What FERC did not do was determine the “significance” of the GHG emissions’ contribution to climate change, which NEPA arguably requires the agency to do. FERC argued there was no methodology that allows it to calculate GHG emissions’ impact on a regional or even national level.  

The Sierra Club led a group of local Texas environmental and citizen groups in first contesting FERC’s project approvals and then at the D.C. Appeals court. They objected to FERC’s EIS because it did not use the “social cost of carbon” protocol or some other generally accepted methodology to evaluate the impact of each project’s contribution to climate change.  

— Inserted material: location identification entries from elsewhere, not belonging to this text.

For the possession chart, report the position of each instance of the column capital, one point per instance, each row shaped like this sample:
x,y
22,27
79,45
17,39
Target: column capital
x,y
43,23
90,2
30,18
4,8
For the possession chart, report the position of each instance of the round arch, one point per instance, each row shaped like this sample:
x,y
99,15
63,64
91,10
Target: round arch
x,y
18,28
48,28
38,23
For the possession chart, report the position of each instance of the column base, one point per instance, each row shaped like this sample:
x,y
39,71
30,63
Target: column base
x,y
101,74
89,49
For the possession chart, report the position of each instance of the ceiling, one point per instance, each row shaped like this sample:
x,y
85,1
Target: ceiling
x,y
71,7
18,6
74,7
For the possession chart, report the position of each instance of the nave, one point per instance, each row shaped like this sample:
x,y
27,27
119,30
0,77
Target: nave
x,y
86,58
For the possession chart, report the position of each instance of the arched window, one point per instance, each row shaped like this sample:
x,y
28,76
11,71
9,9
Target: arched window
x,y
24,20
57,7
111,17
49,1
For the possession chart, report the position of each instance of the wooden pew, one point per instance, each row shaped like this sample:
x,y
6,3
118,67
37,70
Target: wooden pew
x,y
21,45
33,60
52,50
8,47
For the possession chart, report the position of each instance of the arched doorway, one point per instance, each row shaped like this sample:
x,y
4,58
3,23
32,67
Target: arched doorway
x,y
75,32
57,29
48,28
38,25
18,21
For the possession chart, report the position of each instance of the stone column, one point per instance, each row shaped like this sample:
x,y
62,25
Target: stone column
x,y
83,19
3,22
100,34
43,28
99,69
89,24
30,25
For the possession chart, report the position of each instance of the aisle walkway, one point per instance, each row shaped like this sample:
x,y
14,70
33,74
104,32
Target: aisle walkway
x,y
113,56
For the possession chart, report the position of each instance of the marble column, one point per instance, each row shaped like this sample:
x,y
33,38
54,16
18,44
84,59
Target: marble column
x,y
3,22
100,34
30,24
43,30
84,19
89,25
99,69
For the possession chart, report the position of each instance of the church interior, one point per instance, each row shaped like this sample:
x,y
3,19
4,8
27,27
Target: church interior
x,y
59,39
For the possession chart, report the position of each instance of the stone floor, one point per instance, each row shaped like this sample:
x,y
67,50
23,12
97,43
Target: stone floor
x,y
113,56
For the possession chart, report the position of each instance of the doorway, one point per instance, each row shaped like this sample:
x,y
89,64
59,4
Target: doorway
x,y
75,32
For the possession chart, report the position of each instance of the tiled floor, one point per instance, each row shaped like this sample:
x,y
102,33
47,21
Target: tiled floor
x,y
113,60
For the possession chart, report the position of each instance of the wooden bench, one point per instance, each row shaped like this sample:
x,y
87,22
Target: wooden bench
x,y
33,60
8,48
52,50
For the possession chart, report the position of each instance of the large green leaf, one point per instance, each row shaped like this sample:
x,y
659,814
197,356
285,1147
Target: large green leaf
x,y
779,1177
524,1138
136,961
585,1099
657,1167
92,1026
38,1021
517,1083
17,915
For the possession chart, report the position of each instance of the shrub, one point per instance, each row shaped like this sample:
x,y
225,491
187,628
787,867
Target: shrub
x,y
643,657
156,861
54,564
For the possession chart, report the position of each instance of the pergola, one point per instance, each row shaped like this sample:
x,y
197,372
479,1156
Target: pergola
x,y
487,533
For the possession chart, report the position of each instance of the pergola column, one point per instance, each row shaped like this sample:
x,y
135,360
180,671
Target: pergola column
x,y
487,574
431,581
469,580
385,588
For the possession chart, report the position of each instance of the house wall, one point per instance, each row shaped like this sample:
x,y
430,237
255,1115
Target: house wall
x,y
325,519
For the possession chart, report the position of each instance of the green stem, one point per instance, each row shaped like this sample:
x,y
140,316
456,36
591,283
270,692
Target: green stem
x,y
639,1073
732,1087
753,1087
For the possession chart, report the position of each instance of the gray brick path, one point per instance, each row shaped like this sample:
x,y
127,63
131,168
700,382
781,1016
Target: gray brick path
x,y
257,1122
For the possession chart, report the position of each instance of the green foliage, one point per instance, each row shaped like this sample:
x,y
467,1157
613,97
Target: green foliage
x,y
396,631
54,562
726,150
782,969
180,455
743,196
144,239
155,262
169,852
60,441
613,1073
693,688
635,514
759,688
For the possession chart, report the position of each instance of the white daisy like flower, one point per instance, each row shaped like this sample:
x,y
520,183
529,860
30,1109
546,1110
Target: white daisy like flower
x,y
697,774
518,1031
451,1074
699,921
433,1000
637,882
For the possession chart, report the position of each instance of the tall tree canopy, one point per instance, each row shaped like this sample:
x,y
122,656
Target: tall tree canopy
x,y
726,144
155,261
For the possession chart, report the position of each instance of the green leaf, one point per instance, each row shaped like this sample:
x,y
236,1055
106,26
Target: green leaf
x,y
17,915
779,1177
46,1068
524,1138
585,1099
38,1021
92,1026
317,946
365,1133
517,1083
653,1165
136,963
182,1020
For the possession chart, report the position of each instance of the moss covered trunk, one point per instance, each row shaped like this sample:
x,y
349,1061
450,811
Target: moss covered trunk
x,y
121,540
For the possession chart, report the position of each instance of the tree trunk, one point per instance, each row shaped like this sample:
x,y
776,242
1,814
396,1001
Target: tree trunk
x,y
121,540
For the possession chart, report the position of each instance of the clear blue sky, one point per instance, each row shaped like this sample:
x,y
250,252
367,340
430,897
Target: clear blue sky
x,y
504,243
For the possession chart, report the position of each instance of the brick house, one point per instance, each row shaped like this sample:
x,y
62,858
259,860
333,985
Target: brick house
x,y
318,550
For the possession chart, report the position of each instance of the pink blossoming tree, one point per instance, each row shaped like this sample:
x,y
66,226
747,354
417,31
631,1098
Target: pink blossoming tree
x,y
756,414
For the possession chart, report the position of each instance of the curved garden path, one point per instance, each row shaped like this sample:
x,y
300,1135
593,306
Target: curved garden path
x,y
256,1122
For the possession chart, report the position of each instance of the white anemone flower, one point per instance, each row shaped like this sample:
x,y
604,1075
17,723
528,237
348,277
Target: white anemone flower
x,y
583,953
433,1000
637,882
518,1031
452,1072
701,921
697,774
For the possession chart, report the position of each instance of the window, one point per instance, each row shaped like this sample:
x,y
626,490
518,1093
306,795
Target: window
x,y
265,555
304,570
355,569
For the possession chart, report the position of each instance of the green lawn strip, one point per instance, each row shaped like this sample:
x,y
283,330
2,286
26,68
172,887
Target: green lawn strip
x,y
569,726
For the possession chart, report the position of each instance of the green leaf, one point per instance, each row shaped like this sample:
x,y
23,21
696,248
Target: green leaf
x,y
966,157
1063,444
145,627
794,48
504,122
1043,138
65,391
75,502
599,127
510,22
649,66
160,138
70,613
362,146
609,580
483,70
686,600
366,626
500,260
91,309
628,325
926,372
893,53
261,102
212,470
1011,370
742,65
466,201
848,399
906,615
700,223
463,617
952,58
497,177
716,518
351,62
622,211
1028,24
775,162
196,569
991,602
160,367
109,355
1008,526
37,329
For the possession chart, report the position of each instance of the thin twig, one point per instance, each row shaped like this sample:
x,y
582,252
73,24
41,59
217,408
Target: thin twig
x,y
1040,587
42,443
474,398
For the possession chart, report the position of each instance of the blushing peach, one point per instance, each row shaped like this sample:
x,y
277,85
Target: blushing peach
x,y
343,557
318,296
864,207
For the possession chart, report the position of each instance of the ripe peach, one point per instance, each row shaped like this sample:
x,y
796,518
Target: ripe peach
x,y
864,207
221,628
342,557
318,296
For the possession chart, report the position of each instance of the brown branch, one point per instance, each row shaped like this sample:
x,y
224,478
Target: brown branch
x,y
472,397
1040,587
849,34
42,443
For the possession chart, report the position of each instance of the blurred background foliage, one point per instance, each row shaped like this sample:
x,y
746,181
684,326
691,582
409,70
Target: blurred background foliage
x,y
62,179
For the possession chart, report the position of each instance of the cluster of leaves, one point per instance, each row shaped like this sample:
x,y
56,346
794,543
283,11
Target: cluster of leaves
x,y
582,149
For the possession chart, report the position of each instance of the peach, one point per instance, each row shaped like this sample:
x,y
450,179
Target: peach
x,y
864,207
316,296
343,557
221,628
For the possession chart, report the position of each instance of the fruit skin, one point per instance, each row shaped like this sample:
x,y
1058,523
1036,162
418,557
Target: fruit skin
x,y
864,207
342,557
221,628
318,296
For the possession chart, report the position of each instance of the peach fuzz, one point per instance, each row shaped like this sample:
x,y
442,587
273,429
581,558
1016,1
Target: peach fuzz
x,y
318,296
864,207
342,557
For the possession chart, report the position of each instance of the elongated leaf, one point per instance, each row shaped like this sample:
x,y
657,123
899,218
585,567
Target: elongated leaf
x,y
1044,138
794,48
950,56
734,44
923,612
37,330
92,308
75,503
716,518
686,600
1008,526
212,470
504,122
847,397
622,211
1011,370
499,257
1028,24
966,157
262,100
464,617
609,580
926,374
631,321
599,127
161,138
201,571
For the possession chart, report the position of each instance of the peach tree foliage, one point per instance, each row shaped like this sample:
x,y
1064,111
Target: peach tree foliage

The current social cost of carbon is approximately $50 per ton. James Auslander, an attorney at Beveridge & Diamond, said in a blog post that the number is expected to increase significantly when the Biden administration completes its review and updates the social cost of carbon analysis over the next few months. 

“This latest decision may also bolster soon-expected federal recommendations for agencies to expand use of the social cost of carbon beyond rulemaking actions to also encompass individual project reviews, and new federal guidance on consideration of GHGs in NEPA analysis,” he wrote. “Because of the substantial costs associated with GHG emissions, use of the Social Cost of Carbon is likely to weigh heavily against pipelines in FERC’s public interest analysis under the Natural Gas Act, at least if the pipeline fails to demonstrate that the gas it proposes to transport would reduce overall GHG emissions by, for example, displacing GHG-intensive electric generation or providing low-GHG alternatives to transportation fuels.” 

To assess the environmental justice impacts of each project, FERC examined the project’s impacts on communities in census block groups within a 2-mile radius of the project site, but not on communities farther afield. FERC found that all communities within those census blocks were minority or low-income.  

FERC examined potential ecological, aesthetic, historical, cultural, economic, social or health impacts within those communities. The Appeals Court stated FERC should have gone beyond those census tracks when checking on minority communities.